Just down the road, we picked up Thai food at the ever-delicious Thai Kitchen, now with extra sparkle:

After stowing our dinners in the trunk, we picked up sandwiches and ate them at a little picnic table. Then we headed back north to Manchester State Beach.

Their website says dogs are allowed on leash, but when we got there, we discovered signs showing that they are not allowed at all. Being the only people there, we decided to ignore the signs and plead ignorance if a park ranger turned up and yelled at us.

We took a sandy path:

Past wild lupines and California poppies, to find the sea:

And a huge, unpopulated beach:

It is supposed to be four miles long, and I can believe it. Continuing our scofflaw ways, we let the dogs off their leashes, and it was a pleasure to watch them racing joyfully around the beach in the sunshine, their coats gleaming and ears flying. I love seeing them so happy.

We made our way back to the car through the tall wildflowers and headed home for Thai food and champagne. It was a perfect day, and the perfect way to spend my birthday.

A YEAR AGO: My little guy turned six.

FIVE YEARS AGO: A surprise trip to Willits!

Perfect Day (Part 1)

The great lead up to the great day culminated in a perfect birthday.

It dawned bright and shiny, as seen from my balcony:

I Marilyned* my morning by lounging in bed with the kitties, drinking coffee, reading birthday emails, and feeling blonde all over. Eventually, I got up and headed over to Megan’s house, where Rob presented me with a hanging planter he had made for me. He is looking for a drapy kind of plant to put in it and copper wire to hang it by, so stay tuned.

No one is ever as happy to see me as Star, and Stella has decided that if Star is excited to see me, she should be, too, so I felt pretty special as they jumped around me for joy.

Star always wants to drive, but Megan never lets her.

We headed for the beautiful south coast, and it was a postcard day. The sky and ocean were dazzling blue, and it was warm, but not hot. The rolling hillsides were just beginning to turn from winter’s green to summer’s “gold”, and the wildflowers have reached new depths and heights from all the rain we got this season.

On our many south coast excursions, we have always wanted to check out the cemetery in Elk, where Druids mingle with Catholics:

I suggested that it should be our first stop, which Megan found humorous. “You want to go to a cemetery? On your birthday?” To which I replied, “I’m not there yet.” Those who are there have a stunning view for all eternity:

No matter which way you looked:

We noticed that many of the gravestones noted the owner’s origins, from England, Ireland, Italy, as far away as Australia (imagine getting here in the 1800s from Australia!) and as relatively close as New York:

Many of them also commemorated the months and days of the occupant’s life span, which we didn’t remember seeing before for adults.

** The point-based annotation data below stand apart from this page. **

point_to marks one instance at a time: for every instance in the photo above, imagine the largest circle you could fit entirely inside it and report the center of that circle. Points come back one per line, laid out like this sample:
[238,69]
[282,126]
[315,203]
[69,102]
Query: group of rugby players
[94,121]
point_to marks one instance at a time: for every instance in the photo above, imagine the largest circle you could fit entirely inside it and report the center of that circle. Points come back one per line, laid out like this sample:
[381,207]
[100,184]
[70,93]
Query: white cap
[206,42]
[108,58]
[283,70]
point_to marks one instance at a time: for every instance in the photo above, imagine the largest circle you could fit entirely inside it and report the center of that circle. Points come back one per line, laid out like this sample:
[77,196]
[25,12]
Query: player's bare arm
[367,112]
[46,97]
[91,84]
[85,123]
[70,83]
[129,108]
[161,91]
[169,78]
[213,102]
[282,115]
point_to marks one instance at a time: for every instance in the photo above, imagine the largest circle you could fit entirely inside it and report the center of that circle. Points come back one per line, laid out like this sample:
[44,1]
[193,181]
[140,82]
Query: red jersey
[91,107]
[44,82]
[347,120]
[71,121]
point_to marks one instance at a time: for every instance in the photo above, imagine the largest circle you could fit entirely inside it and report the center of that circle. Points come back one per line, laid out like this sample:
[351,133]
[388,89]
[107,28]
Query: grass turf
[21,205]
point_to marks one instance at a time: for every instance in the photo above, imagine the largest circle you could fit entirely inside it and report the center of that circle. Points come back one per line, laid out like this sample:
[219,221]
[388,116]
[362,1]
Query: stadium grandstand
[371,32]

There were beautiful stones that still looked new after more than a century’s weather:

Hands were a recurring motif:

It is just a beautiful place, almost certainly the loveliest cemetery I have ever seen. It is still in use, with some recent burials, and I noticed that someone had placed flags on all the veterans’ graves for Memorial Day, which was nice to see.

On the way back to the car, I noticed this valiant little flower growing in a gnarled old cypress tree:

There is unexpected beauty everywhere.

Up next: Beaches and Thai food!

A YEAR AGO: A happily uneventful birthday with a surprising détente.

FIVE YEARS AGO: A wonderful milestone birthday with my friends at the jobette. Those were the days!

*Marilyn once confided her daily routine, including this: “I hate to do things in a hurried, tense atmosphere, and it is virtually impossible for me to spring out of bed in the morning. On Sunday, which is my one day of total leisure, I sometimes take two hours to wake up, luxuriating in every last moment of drowsiness.”